The final ministrial level press conference during this year's two sessions was held today. The minister of Housing and Urban-Rural Development -- Chen Zhenggao -- briefed the public on China's real estate market.
Chen said the market will continue to experience steady, healthy development and that it won't collapse as Japan's did in the 1990s.
After a year-long decrease in home sales in 2014, China's real estate market has experienced a rebound since last year. The sales area increased 6.5 percent and sales volume was up more than 14 percent by the end of 2015. Officials from the Ministry of Housing and Urban-Rural development said during a press conference that the market is warming up. But challenges are also looming.
Clearing out excess capacity remains the ministry's priority. Its experts say the process will likely take as much as five years according to the current pace. However, recent home price increases across China's first- and second-tier cities are adding an extra layer of difficulty to the uphill battle.

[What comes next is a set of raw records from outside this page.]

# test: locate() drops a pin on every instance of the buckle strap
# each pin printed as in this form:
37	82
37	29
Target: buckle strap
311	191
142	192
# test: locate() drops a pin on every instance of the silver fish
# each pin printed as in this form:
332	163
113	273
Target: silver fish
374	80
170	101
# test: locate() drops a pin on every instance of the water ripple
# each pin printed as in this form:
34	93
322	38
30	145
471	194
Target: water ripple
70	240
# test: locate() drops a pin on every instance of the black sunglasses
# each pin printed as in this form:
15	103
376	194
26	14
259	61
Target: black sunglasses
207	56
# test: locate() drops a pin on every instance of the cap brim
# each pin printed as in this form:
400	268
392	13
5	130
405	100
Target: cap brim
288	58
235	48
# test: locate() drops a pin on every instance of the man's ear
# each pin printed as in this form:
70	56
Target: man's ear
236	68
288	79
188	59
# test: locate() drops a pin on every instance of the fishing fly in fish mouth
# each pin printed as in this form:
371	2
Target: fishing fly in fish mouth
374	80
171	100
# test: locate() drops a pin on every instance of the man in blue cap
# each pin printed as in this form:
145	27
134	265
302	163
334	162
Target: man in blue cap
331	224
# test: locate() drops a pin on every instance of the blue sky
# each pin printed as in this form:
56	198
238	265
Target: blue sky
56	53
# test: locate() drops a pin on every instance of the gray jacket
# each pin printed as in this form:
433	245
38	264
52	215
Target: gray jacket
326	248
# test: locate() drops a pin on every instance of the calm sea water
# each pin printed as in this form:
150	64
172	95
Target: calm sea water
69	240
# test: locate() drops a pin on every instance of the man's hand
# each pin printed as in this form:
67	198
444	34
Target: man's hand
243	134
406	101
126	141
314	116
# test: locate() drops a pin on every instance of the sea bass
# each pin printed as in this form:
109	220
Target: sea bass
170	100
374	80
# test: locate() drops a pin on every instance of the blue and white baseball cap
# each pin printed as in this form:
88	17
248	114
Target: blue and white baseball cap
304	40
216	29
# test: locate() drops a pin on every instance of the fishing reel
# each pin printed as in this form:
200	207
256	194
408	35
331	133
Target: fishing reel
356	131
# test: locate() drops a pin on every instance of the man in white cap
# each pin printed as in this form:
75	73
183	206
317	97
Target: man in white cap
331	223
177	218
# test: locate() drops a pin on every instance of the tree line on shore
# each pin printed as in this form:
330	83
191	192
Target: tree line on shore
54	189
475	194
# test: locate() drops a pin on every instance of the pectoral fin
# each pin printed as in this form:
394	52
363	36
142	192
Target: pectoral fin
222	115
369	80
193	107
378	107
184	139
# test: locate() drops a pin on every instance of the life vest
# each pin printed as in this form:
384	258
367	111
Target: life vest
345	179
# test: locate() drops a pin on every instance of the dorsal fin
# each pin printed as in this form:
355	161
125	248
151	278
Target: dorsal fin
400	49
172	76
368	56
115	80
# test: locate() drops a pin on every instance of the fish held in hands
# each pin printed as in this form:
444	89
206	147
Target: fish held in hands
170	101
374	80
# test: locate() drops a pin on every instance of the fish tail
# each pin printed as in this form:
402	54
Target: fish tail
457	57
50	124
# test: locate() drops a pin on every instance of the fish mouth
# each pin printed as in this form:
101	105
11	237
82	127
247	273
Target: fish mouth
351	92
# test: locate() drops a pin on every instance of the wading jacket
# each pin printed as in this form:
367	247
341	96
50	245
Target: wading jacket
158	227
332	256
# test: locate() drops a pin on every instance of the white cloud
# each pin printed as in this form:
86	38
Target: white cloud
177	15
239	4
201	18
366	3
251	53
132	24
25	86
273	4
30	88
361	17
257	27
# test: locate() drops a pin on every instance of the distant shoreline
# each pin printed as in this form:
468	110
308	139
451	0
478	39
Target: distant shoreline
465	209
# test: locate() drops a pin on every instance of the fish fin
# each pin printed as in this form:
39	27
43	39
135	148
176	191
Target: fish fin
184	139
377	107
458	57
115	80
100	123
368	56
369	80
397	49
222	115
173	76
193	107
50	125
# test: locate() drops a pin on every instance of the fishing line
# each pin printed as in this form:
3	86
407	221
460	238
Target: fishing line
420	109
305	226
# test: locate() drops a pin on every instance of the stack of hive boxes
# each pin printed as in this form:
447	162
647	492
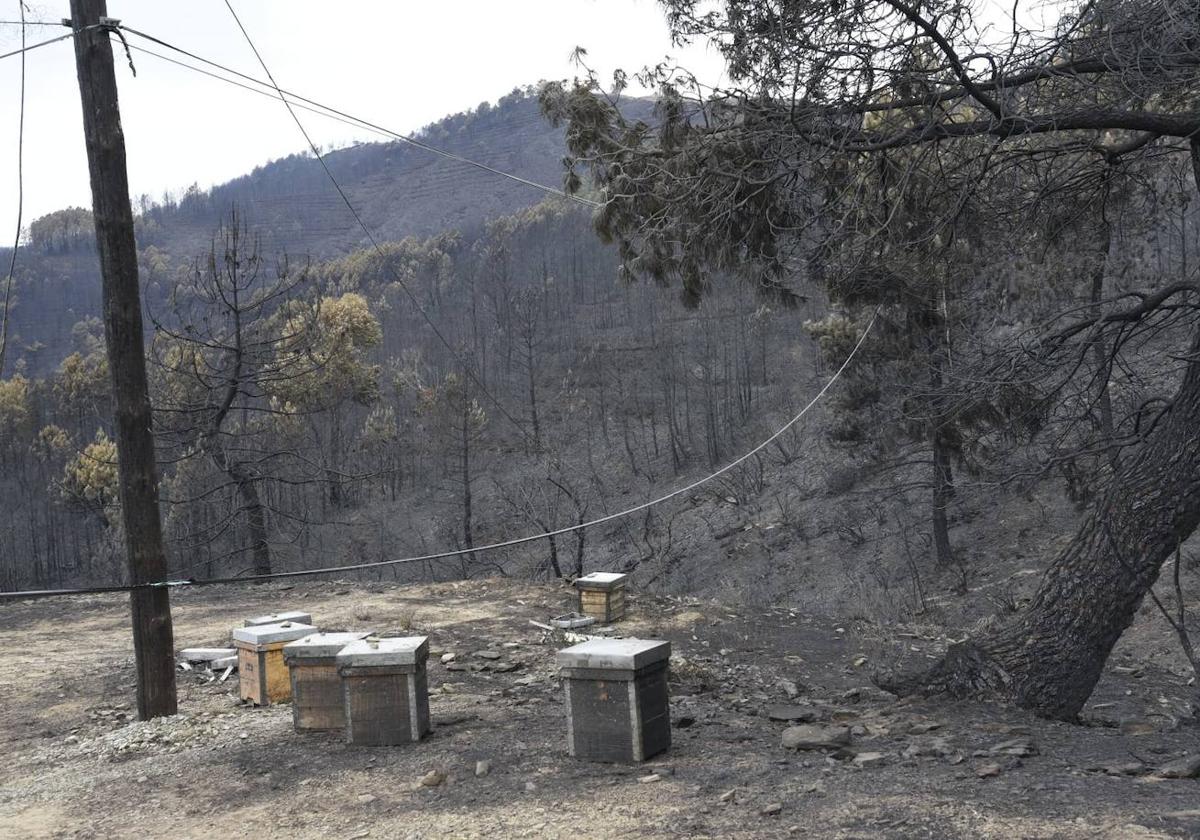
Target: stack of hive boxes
372	688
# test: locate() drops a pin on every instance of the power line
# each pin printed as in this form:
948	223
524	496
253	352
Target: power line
363	123
490	546
31	47
370	235
21	199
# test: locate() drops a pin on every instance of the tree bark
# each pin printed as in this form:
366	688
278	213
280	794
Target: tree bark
1050	658
137	468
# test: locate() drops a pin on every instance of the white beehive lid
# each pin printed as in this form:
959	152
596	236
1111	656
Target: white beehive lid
373	652
601	580
271	634
322	645
616	654
295	617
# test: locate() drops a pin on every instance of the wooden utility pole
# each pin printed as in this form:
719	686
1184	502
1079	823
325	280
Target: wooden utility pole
138	474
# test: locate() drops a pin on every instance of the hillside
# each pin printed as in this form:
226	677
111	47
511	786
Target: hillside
399	190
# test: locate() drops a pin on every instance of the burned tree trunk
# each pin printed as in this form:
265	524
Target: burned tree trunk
1050	658
137	467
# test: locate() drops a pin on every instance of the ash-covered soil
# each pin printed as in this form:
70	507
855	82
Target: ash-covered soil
78	766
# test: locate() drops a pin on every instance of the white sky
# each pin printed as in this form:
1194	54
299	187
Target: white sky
402	64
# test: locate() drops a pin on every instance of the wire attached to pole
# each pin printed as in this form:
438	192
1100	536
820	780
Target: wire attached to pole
491	546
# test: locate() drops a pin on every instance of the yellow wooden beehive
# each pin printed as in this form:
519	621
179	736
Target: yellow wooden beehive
262	671
603	595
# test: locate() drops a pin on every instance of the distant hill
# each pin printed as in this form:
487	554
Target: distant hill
397	189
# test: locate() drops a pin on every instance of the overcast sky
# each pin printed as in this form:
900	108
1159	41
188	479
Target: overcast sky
402	64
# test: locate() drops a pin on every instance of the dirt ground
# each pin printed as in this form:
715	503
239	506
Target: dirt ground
78	766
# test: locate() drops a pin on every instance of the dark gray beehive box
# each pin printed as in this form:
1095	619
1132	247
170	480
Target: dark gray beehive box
603	595
384	690
317	700
617	705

"There is a serious stratification going on between home prices for first-tier and third- and fourth-tier cities, and it is getting more serious by the day. This is a challenge to our macro-management," said Chen Zhenggao, Minister, Ministry of Housing & Urban-Rural Dev..
That's hardly an overstatement. While the ministry works to keep prices stable in big cities, smaller towns are finding their inventories hard to sell. The country's inventory level reached 718 million square meters by the end of last year, up 15.6 percent year on year. Officials, however, say they are confident that the excess can be digested, given the Chinese economy is expected to grow 6.5 to 7 percent this year. Strong economic fundamentals can generate strong demand.
"China is still going through urbanization. There are now 770 million people living in cities. The urbanization rate is expected to reach 60 percent from today's 56 percent during the 13th five-year plan period. Such a large-scale transition will provide the real estate sector with huge growing opportunities," Chen said.
The minister says migrant rural residents are becoming a larger group of home buyers throughout China. They could make up as much as 30 percent of the buyers in China's smaller cities.